Saturday, January 14, 2017

Media Serving

Wow! It's been a while. Not a lot has gone on though, so you haven't missed anything.

My asteroids arcade cabinet is still in pieces and needs a working monitor, that ain't happening any time soon.

What is happening is RetroPi. I discovered the Raspberry Pi when I was hunting for a low-cost solution to host my Plex Media server. I guess a little of the backstory is due.

I have a lot of DVDs. At first I thought it was perhaps 3-400, but now it's looking more like +500 as searching around the house keeps turning up more DVDs (and some Blu Rays!). Years ago (early 2000s) I had looked into ripping my DVDs along the lines of what I had previously done with my music library. At the time the technology and storage costs didn't make this simple (or cheap),  but a lot has changed since then.

Not only is storage cheap, not only are there scads of tools that make this process easy, but there are now free tools that make serving the media easy. The one I settled on is Plex because I use an Xbox One as my "media center" and there's a Plex app for my console that makes viewing the content simple.

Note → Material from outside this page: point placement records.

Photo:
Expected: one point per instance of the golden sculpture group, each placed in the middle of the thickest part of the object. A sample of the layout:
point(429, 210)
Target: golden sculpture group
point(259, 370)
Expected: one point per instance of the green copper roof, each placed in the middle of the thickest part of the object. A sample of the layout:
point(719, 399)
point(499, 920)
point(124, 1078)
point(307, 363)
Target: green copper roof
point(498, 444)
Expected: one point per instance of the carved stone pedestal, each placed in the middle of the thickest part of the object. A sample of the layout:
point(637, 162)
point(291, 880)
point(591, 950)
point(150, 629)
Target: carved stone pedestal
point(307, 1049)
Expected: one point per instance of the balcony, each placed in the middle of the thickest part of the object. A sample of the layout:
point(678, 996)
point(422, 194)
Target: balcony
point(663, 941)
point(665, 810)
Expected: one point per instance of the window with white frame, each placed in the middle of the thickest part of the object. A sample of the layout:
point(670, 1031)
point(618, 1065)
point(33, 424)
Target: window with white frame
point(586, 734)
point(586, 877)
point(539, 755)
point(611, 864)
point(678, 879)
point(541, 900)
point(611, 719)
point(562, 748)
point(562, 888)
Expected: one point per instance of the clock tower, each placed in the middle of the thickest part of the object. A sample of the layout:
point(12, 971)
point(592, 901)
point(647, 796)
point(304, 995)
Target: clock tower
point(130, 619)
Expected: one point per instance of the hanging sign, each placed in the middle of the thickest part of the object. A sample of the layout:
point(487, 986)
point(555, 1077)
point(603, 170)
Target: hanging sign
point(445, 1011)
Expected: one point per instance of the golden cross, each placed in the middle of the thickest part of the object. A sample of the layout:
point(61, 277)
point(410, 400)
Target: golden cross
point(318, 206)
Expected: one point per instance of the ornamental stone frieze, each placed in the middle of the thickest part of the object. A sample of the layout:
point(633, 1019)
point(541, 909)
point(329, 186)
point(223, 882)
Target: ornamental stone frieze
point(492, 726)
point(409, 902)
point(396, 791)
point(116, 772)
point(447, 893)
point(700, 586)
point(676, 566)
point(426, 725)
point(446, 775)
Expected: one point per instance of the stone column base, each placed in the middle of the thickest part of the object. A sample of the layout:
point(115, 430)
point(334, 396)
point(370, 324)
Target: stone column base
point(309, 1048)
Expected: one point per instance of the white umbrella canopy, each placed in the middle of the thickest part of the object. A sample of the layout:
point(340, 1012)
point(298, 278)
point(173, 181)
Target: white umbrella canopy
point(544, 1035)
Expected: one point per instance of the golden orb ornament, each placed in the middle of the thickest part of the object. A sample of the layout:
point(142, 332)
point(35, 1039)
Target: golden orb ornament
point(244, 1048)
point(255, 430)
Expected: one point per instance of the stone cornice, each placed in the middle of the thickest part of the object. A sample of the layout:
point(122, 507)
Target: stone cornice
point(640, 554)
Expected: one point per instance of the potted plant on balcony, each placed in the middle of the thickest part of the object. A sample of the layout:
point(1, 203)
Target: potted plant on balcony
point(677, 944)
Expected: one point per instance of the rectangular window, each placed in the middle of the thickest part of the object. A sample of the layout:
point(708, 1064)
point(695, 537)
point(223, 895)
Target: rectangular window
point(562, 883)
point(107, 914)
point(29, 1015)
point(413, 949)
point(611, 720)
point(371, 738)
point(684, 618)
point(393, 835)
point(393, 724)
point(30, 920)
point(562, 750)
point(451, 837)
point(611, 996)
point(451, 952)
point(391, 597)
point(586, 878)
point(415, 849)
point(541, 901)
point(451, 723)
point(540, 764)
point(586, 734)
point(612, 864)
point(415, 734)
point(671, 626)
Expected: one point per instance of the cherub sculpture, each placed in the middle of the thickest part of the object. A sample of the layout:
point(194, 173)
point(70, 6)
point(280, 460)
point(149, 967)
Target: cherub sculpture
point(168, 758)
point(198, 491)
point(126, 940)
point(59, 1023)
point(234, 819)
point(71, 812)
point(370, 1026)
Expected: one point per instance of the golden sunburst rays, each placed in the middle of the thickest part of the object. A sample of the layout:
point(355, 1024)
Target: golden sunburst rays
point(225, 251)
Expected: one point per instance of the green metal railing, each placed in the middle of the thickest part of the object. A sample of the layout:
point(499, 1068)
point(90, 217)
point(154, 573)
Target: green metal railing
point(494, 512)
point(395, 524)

So the Xbone has a client, but there's a server that needs to host the content and serve it to the client. For this I pressed a retired computer into service, it's about 3500 passmarks in terms of performance so it can easily server out the video streams. In addition it happens to have a 2TB drive, and since video files are big (typically 300-700mb per DVD, 3-6gb for Blu Rays), size matters.

So Plex is basically free, at least for how I'm using it (server -> xbone). I've been ripping my DVD library for weeks and have over 700 files (I have some series that contain multiple episodes per DVD), or about 690GB of data.

I'm using Media Center Master (MCM) to add metadata and organization to the video library. Plex will do a decent job of pulling metadata based on the video image file name, but collecting this information with MCM helps a lot and removes all ambiguities. For ripping the image from the DVD, I use HandBrake, which requires libcssdvd-2.dll in order to process encrypted DVD images (virtually all DVD images are encrypted). For DVDs with more robust encryption you'll need something like AnyDVD. There's a 21 day trial, which is probably enough to digitize your content, but if you think you'll need it on an ongoing basis be prepared to spring $50 or so for a license. You will need AnyDVD (or equivalent), about 5% of the DVDs in my library, and all the Blu Rays, required it.

Ripping is a royal pain in the ass! Handbrake does a good job of selecting the most likely master video file on the DVD, but it can be occasionally wrong. Ripping episodes from a series is probably the most difficult, in some cases the episode number is very hard to replicate.

It's important that when you put the files on the media server you segregate TV episodes and Movies. This will help Plex a lot, and tools like MCM benefit as well (when scanning episodes for metadata). Keep it simple:

Media
 \__ TV Shows
\__ Movies
 \__Home Movies


Raspberry Pi 3
How the raspberry pi figures into this is that hosting all these files on a PC, that will be up 24/7 adds up, figure 100 watts of electricity and a big, noisy machine. An embedded solution will be much less expensive to run (~10 watts), run silently and take of virtually no space (a deck of cards). The challenge is finding an embedded solution with enough cpu power to serve the video, particularly if transcoding is required.

Transcoding is the process of modifying the video stream to fit characteristics of the client. This can be the result of a need to change the resolution or the encoding standard that differs from how the video was ripped and stored. Transcoding is a very cpu-intensive process, and the typical embedded computer is not up to the task.

Fortunately the Raspberry Pi 3 represents a significant compute upgrade and can handle a transcoding a single video stream. At $35 it is also a very economical solution. In addition to the pi, you'll need a power supply (micro-usb, 2.0 amps at least) and a harddrive for the video files. The harddrive has to have a USB interface, the Raspberry Pi has 4, USB 2.0 ports, no way to connect SATA or IDE drives. Also, if the drive requires a lot of power (>1.2A), you may have to power it externally. In most situations, a 1TB, 2.5" drive with a USB-to-SATA conversion cable should do the trick.